True, that still requires a synchronous log write if the update itself
is synchronous (though if the relevant data had to be written to the log
anyway, any metadata changes just piggyback on the same log write), but
if the system even starts to get bogged down by this then additional
operations accumulate while waiting for the previous log write to
complete and get batched together in the next log write. I.e., the
eventual limit is the sequential bandwidth of the log disks, which at,
say, 40 MB/sec works out to tens of thousands of updates per second
before any serious 'bogging down' occurs (and if that's not enough, you
can stripe the log across multiple disks to increase the bandwidth even
more).

>
> It also serializes all file operations while the meta data is being
> diddled.

Not at all.

However until you read the current data, decompress, update
> new data and recompress, you cannot tell whether the compressed
> buffer will expand or contract, and what mapping changes are needed.
> If the file meta structure is affected it forces all operations
> to serialize unless you want to go for a concurrent b+tree update
> mechanism which is probably an order of magnitude more complicated.

Hey, if you're going to support really large files you'll almost
*always* need *something* like a b+ tree to map them, and you'll need to
allow concurrent operations on it.
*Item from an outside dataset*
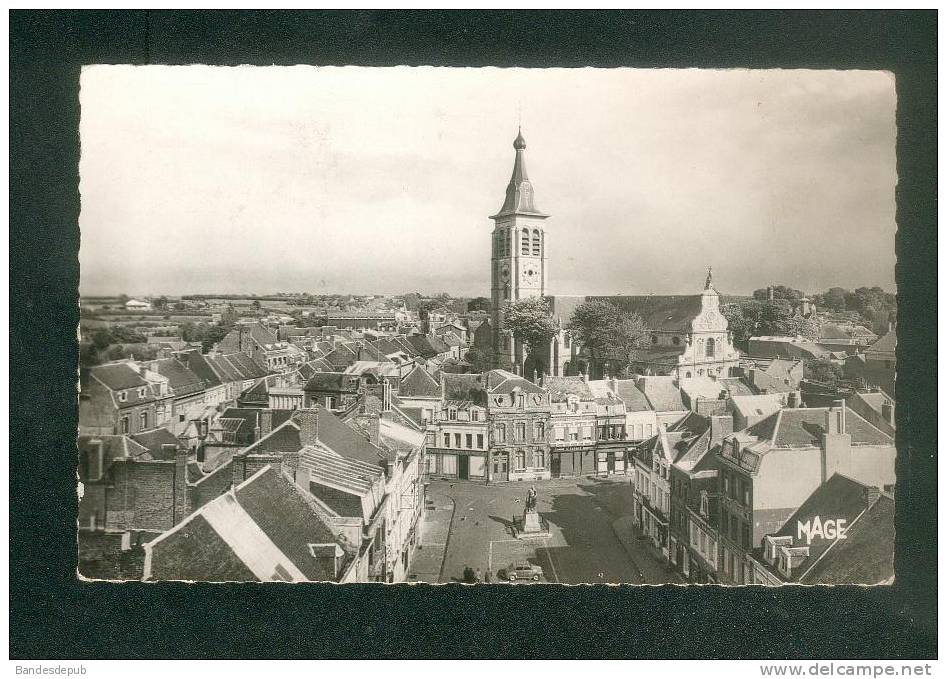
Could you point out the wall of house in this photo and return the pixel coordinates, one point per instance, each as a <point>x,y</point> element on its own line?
<point>142,496</point>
So there's nothing to be saved here:
just bite the bullet and go for it.

- bill
From: Andrew Reilly on
On Mon, 25 Sep 2006 18:14:39 +0200, Terje Mathisen wrote:

> Andrew Reilly wrote:
>> On Mon, 25 Sep 2006 12:52:48 +0200, Terje Mathisen wrote:
>>
>>> For every N MB of contiguous disk space, use an extra MB to store ECC
>>> info for the current block. The block size needs to be large enough that
>>> a local soft spot which straddles two sectors cannot overwhelm the ECC
>>> coding.
>>
>> Isn't that just the same as having the drive manufacturer use longer
>> reed-solomon (forward error correcting) codes? Errors at that level are
>
> No, because you need _huge_ lengths to avoid the problem where an areas
> of the disk is going bad. This really interferes with random access
> benchmark numbers. :-(

Are you sure? Seems to work OK for CDs. Of course the sizes are vastly
different, and I admit to not having done the analysis to say how well it
scales.

ECC seems to be in the same redundancy-space as RS codes to me.
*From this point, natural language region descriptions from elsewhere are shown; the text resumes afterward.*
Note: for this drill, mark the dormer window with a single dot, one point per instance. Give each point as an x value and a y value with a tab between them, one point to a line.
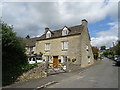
48	34
65	31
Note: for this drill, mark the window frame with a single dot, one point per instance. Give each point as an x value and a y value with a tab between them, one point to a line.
47	46
64	45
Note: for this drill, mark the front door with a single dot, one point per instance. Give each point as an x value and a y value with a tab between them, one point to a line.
55	61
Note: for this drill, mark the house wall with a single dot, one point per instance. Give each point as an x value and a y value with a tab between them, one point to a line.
74	44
>> something that can be dialed-in or out by the manufacturer. If it's
>> too high for comfort, they'll start to lose sales, won't they?
>>
>> Alternative approach to ECC sectors: store files in a fountain code
>> pattern?
>
> Pointers?
>
> OK, I found some papers, but they really didn't tell my how/why they
> would be suited to disk sector recovery. :-(

Sorry, I don't know any papers, it's just a concept that I heard about
around the water cooler. It's used (or at least been suggested for use) in
communication systems to solve the same sort of forward error correction
problem that read-solomon codes address, but at lower space cost, and
specifically for the situation of packetized signals. Given the duality
between comms systems and storage systems, it ought to help with the
latter, too, but it certainly would get in the way of random access, which
I'd forgotten about. Big sequential-only files (or at least ones where
you would reasonably expect to want to read the whole thing) might be able
to benefit, though.

--
Andrew

From: prep on
Bill Todd <billtodd(a)metrocast.net> writes:

> Out of curiosity, does anyone know of a good reason why file names
> should *ever* be case-sensitive (aside from the fact that Unix users
> and applications have become used to this)?
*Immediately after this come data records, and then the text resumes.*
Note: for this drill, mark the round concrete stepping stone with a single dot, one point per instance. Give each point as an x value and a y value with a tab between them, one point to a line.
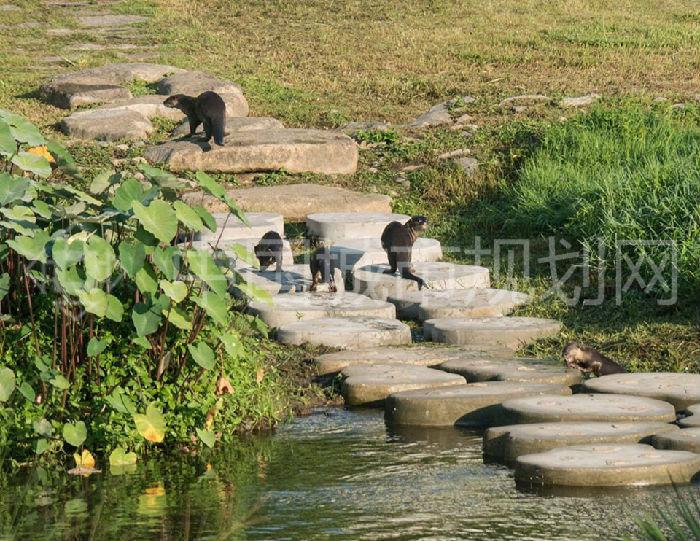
346	333
588	407
418	355
693	418
524	370
296	201
374	282
681	390
311	305
371	384
294	150
506	443
472	405
457	303
355	253
606	465
508	332
234	229
337	226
None of any worth IMO. But case smashing to provide a case blind name
space takes code, and would not fit into a PDP7/11 address space.

--
Paul Repacholi 1 Crescent Rd.,
+61 (08) 9257-1001 Kalamunda.
West Australia 6076
comp.os.vms,- The Older, Grumpier Slashdot
Raw, Cooked or Well-done, it's all half baked.
EPIC, The Architecture of the future, always has been, always will be.
From: Dennis Ritchie on

<prep(a)prep.synonet.com> wrote in message news:87mz8ncwlj.fsf(a)k9.prep.synonet.com...


> None of any worth IMO. But case smashing to provide a case blind name
> space takes code, and would not fit into a PDP7/11 address space.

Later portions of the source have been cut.